We established an initial set of criteria for a repository to be indexed by bioCADDIE (Supplementary Note). These criteria were inspired by those used by the National Library of Medicine in considering the indexing of a journal by PubMed8. An important consideration was to select data repositories that would help us evaluate search results (see Working Group 6 in the Supplementary Note). We prioritized highly used repositories because it would be hard to evaluate recall and precision if all repositories were unknown to users. Several new repositories are being added to the initial set currently available in DataMed.

The DATS model.

The Descriptive Metadata Working Group is closely connected to other NIH initiatives (for example, the BD2K Center for Data Annotation and Retrieval) and ELIXIR activities in Europe (see URLs). The Descriptive Metadata Working Group, along with Accessibility Metadata Working Group 7, produced the DATS model and its serialization that describes the metadata needed for data sets to populate DataMed. Developed iteratively, the DATS model is the result of three complementary approaches: review of existing metamodels, analyses of use cases and mapping of existing metadata schemas to find convergences and common metadata elements.
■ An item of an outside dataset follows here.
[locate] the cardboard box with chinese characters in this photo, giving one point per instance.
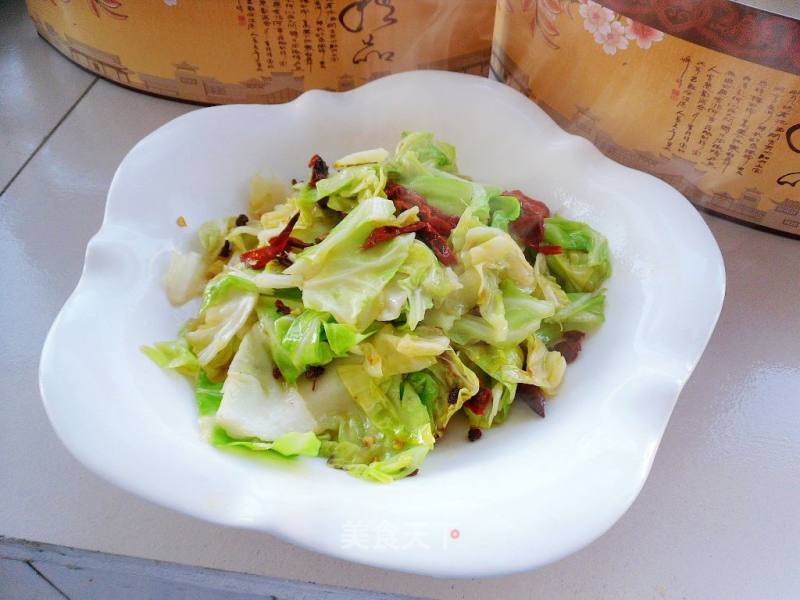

DATS has been designed around the Dataset element, to ensure the discoverability of both experimental data sets and data sets in reference knowledge bases. The Dataset element is linked to other digital objects, which are the focus of other indexed resources—specifically, Publication (for example, PubMed), Software (for example, BD2K Aztec (see URLs)), DataRepository and DataStandard (for example, BioSharing (see URLs))—implementing the concept that DataMed is built to be part of an interlinked ecosystem of resources. Key information about the Dataset element is about its accessibility, which is represented by the Access metadata element that encompasses information on authorization, authentication and access type. This is important because researchers typically want to know which data sets are readily available on the Internet and which ones require prior approval and other security clearances, as well as which data can be accessed directly by machines through an application programming interface (API).

As in JATS, the core DATS elements are generic and applicable to any type of data set. The extended DATS includes an initial set of elements, some of which are specific for life, environmental and biomedical science domains and can be further extended as needed. DATS is a platform-independent model also available as a Schema.org (see URLs) annotated JSON-LD serialization. DATS is being implemented by DataCite (see URLs) and other data discovery indices, such as the Inter-university Consortium for Political and Social Research (ICPSR) (see URLs) and the NIH BD2K OmicsDI10. A description of the development process, the application of use cases and the adoption progress is detailed in a complementary DATS article5; the specifications, serializations and examples are freely available from the bioCADDIE GitHub repository.

Identifiers and the data ingestion pipeline.

We developed recommendations for the appropriate handling of identifiers for data sets and data repositories within DataMed (see Working Group 2 in the Supplementary Note). At the most basic level, all data sets must be uniquely identified and web resolvable. We do not mint identifiers for data sets; rather, we rely on the identifiers provided by the source. If the source does not have the capability to mint identifiers, we can suggest options for obtaining identifiers (for example, issuing a DOI via DataCite11). To reuse identifiers provided by the data repository, a key set of features for a data repository–supplied identifier are required. An identifier must be (i) stable, (ii) persistent for the life of the data repository, (iii) unique within the data repository and (iv) resolvable (Supplementary Note)—that is, a landing page must exist at the data repository that can be accessed via embedding the identifier in a stable URL structure

The back-end indexing pipeline for DataMed consists of a scalable architecture for ingesting, processing and indexing data. Metadata related to data sets are extracted and further enhanced by a document-processing pipeline using ApacheMQ (see URLs) and MongoDB12. Finalized metadata for a data set are exported to an ElasticSearch endpoint that is then used by DataMed and can be used by external developers via its native RESTful API13 (Supplementary Note).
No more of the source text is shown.